Data1001 Project 2 (BreastScreen)

Author

Mohamed Bougrassa

1. Client Bio

‘BreastScreen’ Australia is the national breast cancer screening program offering free mammograms to women aged 50–74 to improve early detection and reduce breast cancer mortality. More information: https://www.cancerscreening.gov.au/breastscreen

Code

library(tidyverse)

breast_data = read.csv("breast_cancer.csv")


breast_data = na.omit(breast_data)
breast_data = subset(breast_data, Tumor.Size > 0 & Tumor.Size <= 100)

2. Recommendation

As a result of the anlysis provided, it is recommended to conduct early tumor size screening and estrogen receptor (ER) testing. Patients who have smaller tumors and are ER-positive show substantially better survival results. The research findings make it imperative for more funding of early detection programs and hormone-based treatment approaches to enhance both prognosis and efficiency.

3. Evidence

The Breast cancer dataset was examined through three essential variables which included Patient Status (Alive vs Deceased), Tumor Size, and Estrogen Receptor Status. These variables serve as essential indicators in order to understand treatment results and subsequently direct therapeutic choices

3.1 Patient Outcome Distribution

Code

ggplot(breast_data, aes(x = Status)) +
  geom_bar(fill = "darkblue") +
  labs(title = "Patient Status Distribution", x = "Status", y = "Count")

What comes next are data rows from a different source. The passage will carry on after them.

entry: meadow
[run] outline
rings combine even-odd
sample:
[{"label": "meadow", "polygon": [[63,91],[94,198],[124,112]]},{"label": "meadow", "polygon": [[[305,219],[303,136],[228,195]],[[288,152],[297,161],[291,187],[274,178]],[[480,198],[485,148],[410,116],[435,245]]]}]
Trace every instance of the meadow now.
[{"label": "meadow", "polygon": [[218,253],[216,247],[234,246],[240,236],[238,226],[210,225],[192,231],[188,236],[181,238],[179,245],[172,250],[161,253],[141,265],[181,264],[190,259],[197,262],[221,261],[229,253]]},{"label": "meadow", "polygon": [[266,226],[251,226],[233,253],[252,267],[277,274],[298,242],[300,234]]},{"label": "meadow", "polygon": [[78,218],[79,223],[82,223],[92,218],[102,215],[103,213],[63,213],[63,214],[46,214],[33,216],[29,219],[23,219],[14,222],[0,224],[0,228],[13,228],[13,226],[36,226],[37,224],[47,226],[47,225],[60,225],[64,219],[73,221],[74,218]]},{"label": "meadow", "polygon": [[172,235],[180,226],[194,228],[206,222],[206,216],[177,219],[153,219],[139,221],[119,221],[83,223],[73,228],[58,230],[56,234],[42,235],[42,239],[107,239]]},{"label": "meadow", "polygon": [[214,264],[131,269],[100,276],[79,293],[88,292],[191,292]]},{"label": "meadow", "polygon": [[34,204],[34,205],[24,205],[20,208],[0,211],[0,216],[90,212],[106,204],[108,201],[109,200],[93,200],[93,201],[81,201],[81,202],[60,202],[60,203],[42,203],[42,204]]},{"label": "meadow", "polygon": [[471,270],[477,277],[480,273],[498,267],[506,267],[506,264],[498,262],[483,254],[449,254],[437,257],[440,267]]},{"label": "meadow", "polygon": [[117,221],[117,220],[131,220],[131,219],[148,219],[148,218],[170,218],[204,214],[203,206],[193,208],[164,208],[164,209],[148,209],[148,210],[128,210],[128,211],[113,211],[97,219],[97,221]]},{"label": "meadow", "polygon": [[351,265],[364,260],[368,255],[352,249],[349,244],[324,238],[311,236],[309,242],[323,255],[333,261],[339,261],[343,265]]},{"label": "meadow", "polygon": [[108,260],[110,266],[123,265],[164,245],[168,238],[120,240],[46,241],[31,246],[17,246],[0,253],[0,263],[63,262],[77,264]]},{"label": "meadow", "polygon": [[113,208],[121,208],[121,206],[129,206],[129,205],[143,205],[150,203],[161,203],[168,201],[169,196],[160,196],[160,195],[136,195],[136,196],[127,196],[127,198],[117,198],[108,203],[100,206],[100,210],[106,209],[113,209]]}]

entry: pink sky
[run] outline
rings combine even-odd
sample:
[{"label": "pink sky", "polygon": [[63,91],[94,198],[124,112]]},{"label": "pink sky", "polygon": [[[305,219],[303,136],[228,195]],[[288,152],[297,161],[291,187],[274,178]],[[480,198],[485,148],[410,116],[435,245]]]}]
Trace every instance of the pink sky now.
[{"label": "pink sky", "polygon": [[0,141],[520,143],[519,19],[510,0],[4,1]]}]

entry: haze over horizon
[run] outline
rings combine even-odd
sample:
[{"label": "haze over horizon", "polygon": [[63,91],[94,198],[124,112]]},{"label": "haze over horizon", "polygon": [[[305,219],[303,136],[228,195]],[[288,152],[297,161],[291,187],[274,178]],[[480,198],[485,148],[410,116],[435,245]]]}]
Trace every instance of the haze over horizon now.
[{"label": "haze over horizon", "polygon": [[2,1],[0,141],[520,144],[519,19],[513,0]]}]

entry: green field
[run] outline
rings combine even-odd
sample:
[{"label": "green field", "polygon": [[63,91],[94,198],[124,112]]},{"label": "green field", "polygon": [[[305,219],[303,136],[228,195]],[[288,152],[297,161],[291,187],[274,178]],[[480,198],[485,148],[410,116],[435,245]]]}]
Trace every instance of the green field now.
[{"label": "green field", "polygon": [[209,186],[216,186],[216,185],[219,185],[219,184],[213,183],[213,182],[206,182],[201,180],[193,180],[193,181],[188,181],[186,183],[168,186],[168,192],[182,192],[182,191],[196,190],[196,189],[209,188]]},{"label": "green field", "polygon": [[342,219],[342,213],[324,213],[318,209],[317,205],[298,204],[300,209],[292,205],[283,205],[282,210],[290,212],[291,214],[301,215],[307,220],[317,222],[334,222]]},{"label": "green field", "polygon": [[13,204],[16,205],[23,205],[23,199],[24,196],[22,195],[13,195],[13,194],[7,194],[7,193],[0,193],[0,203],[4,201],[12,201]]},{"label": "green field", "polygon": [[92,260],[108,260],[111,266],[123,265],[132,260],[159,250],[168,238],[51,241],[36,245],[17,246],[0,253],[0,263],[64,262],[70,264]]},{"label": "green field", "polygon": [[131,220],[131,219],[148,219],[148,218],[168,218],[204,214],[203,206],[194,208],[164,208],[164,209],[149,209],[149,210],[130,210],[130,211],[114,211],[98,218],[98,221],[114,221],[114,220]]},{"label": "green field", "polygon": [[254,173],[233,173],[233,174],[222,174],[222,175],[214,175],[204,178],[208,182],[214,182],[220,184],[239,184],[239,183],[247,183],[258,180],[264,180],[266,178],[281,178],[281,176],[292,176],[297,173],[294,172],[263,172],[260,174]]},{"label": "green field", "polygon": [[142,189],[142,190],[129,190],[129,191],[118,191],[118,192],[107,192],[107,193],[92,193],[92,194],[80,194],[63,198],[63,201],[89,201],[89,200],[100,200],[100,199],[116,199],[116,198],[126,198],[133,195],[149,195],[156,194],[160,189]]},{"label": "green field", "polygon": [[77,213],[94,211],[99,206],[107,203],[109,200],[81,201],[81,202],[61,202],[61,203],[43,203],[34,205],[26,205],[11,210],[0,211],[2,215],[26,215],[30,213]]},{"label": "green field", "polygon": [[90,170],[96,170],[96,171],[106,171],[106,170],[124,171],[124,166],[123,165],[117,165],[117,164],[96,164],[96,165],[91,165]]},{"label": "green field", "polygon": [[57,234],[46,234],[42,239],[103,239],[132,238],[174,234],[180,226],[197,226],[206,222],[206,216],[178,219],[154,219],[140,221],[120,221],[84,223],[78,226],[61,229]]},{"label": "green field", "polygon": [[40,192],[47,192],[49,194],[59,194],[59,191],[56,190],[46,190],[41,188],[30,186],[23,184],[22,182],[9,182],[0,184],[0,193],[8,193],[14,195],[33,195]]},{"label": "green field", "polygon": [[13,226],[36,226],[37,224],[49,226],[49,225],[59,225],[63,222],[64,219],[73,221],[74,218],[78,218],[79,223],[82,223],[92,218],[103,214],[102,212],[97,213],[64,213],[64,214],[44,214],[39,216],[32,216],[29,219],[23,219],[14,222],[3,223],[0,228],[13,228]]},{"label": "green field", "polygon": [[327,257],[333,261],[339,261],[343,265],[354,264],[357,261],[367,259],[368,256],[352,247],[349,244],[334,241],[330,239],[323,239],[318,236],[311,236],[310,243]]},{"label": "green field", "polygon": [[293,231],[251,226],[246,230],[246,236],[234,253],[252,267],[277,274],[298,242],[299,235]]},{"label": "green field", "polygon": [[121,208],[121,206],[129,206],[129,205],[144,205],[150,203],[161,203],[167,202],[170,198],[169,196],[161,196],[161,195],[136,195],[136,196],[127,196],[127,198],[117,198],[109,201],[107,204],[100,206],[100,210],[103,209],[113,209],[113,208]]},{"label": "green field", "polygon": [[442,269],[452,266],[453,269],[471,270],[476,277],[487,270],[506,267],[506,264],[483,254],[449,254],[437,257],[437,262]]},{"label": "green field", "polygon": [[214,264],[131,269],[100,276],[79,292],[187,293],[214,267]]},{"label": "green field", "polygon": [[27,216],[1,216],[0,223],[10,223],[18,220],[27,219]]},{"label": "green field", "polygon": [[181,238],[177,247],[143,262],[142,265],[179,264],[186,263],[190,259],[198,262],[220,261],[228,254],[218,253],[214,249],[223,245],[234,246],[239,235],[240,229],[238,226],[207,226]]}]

The Bar Plot of ‘Status’ shows that more patients in the dataset survived than those who did not. This initially seems encouraging, but it does introduce a noticeable bias in the outcome data. This skewed distribution may affect the interpretation of other variables, due to the fact that statistical relationships could be affected by the overrepresentation of survivors in the dataset.

3.2 Tumor Size by Status

RQ1: How does tumor size vary between patients who survive and those who do not following a breast cancer diagnosis?

Code

ggplot(breast_data, aes(x = Status, y = Tumor.Size)) +
  geom_boxplot(fill = "darkred") +
  labs(title = "Tumor Size by Patient Status", x = "Status", y = "Tumor Size (mm)")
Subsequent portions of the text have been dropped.